Ahora vemos dónde está realmente el verdadero objeto de la envidia. No en el bien que el otro posee, sino en el (modo de) ser del envidiado, que le capacita para el logro de ese bien.
El envidioso es un hombre carente de (algún o algunos) atributos y, por lo tanto, sin los signos diferenciales del envidiado. Sabemos de qué carece el envidioso a partir de aquello que envidia en el otro. Pero, además, en este discurso destaca la tácita e implícita aseveración de que el atributo que el envidiado posee lo debiera poseer él, y, es más, puede declarar que incluso lo posee, pero que, injustificadamente «no se le reconoce». Ésta es la razón por la que el discurso envidioso es permanentemente crítico o incluso hipercrítico sobre el envidiado, y remite siempre a sí mismo. Aquel a quien podríamos denominar «el perfecto envidioso» construye un discurso razonado, bien estructurado, pleno de sagaces observaciones negativas que hay que reconocer muchas veces como exactas.
No sólo el sujeto envidioso es inicialmente deficiente en aquello que el envidiado posee, sino que el enquistamiento de la envidia, es decir, la dependencia del envidioso respecto del envidiado perpetúa y agrava esa deficiencia. Decía Vives: «Con razón han afirmado algunos que la envidia es una cosa muy justa porque lleva consigo el suplicio que merece el envidioso».

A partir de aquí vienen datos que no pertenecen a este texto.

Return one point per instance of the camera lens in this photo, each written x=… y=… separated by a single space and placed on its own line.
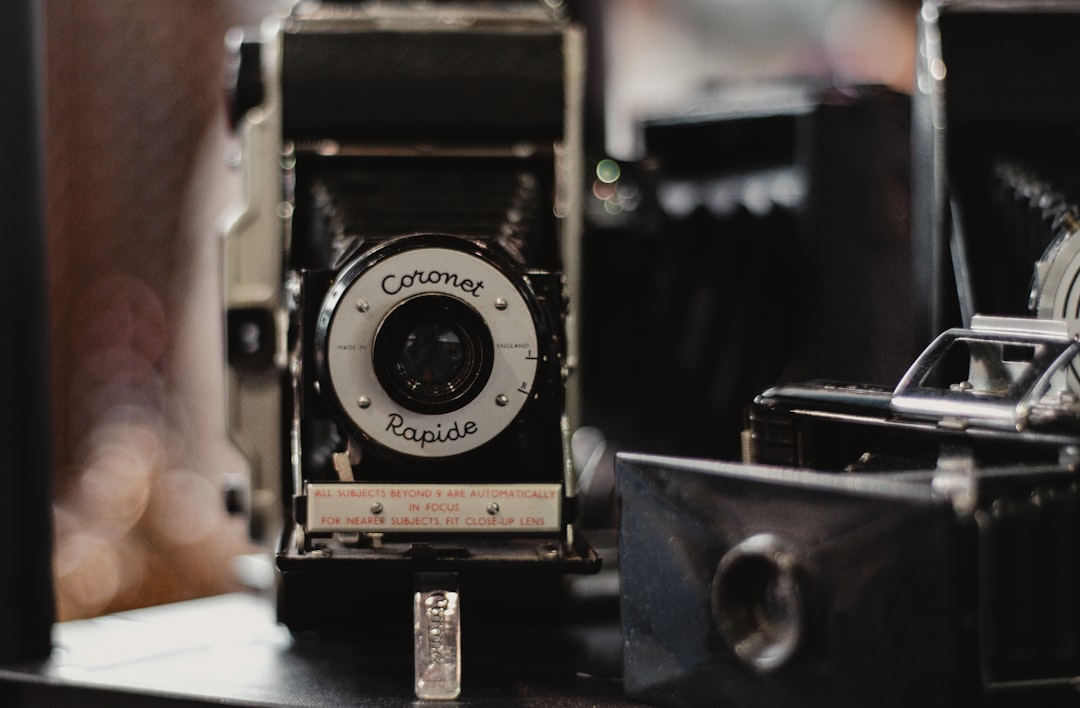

Una de las invalideces del envidioso es su singular inhibición para la espontaneidad creadora. Ya es de por sí bastante inhibidor crear en y por la competitividad, por la emulación. La verdadera creación, que es siempre, y, por definición, original, surge de uno mismo, cualesquiera sean las fuentes de las que cada cual se nutra. No en función de algo o de alguien que no sea uno mismo. Pues, en el caso de que no sea así, se hace para y por el otro, no por sí. Todo sujeto, en tanto construcción singular e irrepetible, es original, siempre y cuando no se empeñe en ser como otro: una forma de plagio de identidad que conduce a la simulación y al bloqueo de la originalidad.